Como o coco, ela é bastante comunitária, não tendo nenhum preconceito quanto ao sexo, cor, idade, condição social ou econômica dos participantes.

"Estava na beira da praia
ouvindo as pancadas
das ondas do mar"
Antônio Baracho

Não existe limite numérico para esta brincadeira. Geralmente começa com uma pequena roda de poucas pessoas, que vai aumentando à medida que outros chegam para dançar. Estes "atrasados" abrem o círculo soltando as mãos dadas dos primeiros integrantes, inserem as suas e entram sem a menor cerimônia.
A saída do participante por cansaço ou por qualquer outro motivo ocorre da mesma forma, sem maiores satisfações. Se a roda atinge um tamanho que dificulte sua movimentação, forma-se outra menor no seu interior. O objetivo é a alegria de todo mundo!

Foto: Acervo JC

Os integrantes das cirandas são denominados de cirandeiros e cirandeiras. Tradicionalmente, além destes últimos, compõem também o folguedo o mestre, o contra-mestre e os músicos, que ficam no centro da roda. Cabe ao mestre a responsabilidade de iniciar e comandar a animação, de tirar os cantos, de tocar o ganzá (mineiro), e de manter a ordem quando necessária. Ele utiliza um apito que fica pendurado no pescoço para auxiliá-lo nas suas funções. É o integrante mais importante e muitas vezes seu nome serve de identificação da ciranda (ex.: a ciranda de Baracho, a de Lia, etc.). O pesquisador Evandro Rabello revela que alguns deles aparecem munidos de umpedaço de pau roliço, de madeira forte, enfeitado de anéis, que fica debaixo do seu braço ou entre suas pernas. Este utensílio é chamado de bengala, e sua utilidade, segundo o autor, é servir de defesa em caso de um imprevisto. Não se encontra tal instrumento com as mestras, sendo isto motivo de gozação por parte das pessoas, pois dizem que ele é o "documento do mestre". O contra-mestre pode tocar tanto o bombo quanto o caixa. Ele substitui o mestre quando este está ausente.
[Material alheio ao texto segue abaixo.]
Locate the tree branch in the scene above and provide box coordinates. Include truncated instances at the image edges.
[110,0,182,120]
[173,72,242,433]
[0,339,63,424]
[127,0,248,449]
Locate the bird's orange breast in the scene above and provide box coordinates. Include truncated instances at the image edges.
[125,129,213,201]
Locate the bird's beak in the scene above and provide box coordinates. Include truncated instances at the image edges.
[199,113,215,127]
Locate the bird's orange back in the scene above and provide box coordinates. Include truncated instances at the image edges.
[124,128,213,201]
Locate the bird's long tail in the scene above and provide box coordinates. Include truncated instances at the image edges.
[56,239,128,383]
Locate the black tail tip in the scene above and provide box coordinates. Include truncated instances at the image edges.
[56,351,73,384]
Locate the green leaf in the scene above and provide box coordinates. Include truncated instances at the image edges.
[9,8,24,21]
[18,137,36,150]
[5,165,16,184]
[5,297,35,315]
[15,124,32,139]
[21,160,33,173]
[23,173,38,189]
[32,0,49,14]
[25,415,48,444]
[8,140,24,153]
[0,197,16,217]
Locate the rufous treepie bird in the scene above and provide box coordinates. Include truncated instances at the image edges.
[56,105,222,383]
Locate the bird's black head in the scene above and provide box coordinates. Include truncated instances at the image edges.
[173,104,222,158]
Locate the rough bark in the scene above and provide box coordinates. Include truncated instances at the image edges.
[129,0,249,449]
O ganzá, o bombo e o caixa, citados acima, formam o instrumental básico de uma ciranda tradicional. Às vezes, encontram-se ainda a cuíca, o pandeiro, a sanfona, ou algum instrumento de sopro. As músicas cantadas pelo mestre podem ser aquelas já decoradas (dele ou de outros mestres), improvisações, ou até mesmo canções comerciais de domínio público transformadas em ritmo de ciranda.

Os passos da dança variam com a própria dinâmica da manifestação, não sendo portanto definitivos. Pode-se, porém, destacar os três mais conhecidos dos cirandeiros: a onda, o sacudidinho e o machucadinho. A brincadeira não possui figurino próprio, estando seus integrantes livres para utilizarem todo tipo de roupa. Ela pode ocorrer em qualquer época do ano, não existindo datas certas para sua realização, evita-se apenas os dias de festividades religiosas como quarta-feira de cinzas, finados, etc.
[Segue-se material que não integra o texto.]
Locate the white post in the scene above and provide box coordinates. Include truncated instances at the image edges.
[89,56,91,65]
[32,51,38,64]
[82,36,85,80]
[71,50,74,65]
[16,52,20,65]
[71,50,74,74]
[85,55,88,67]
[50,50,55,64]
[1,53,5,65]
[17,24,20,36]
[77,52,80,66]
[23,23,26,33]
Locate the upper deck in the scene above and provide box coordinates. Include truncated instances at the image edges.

Por volta da década de 70, muitas cirandas começaram a se apresentar em locais turísticos do Recife, como por exemplo, no Pátio de São Pedro, na Casa da Cultura, etc. Isto modificou um pouco o caráter do folguedo que passou a ter uma intenção mais de espetáculo. Desta forma, algumas transformações foram inevitáveis: a saída do centro da roda, dos músicos, do mestre e do contra-mestre, para melhor se adaptarem aos microfones e aos aparelhos de som; limite de tempo para se brincar, entre outras coisas.

Muitos compositores da música pernambucana atual se utilizam da ciranda na elaboração de seus trabalhos. Chico Science, como já foi destacado antes, e Lenine são alguns exemplos dos que enriquecem seus repertórios com esse envolvente ritmo.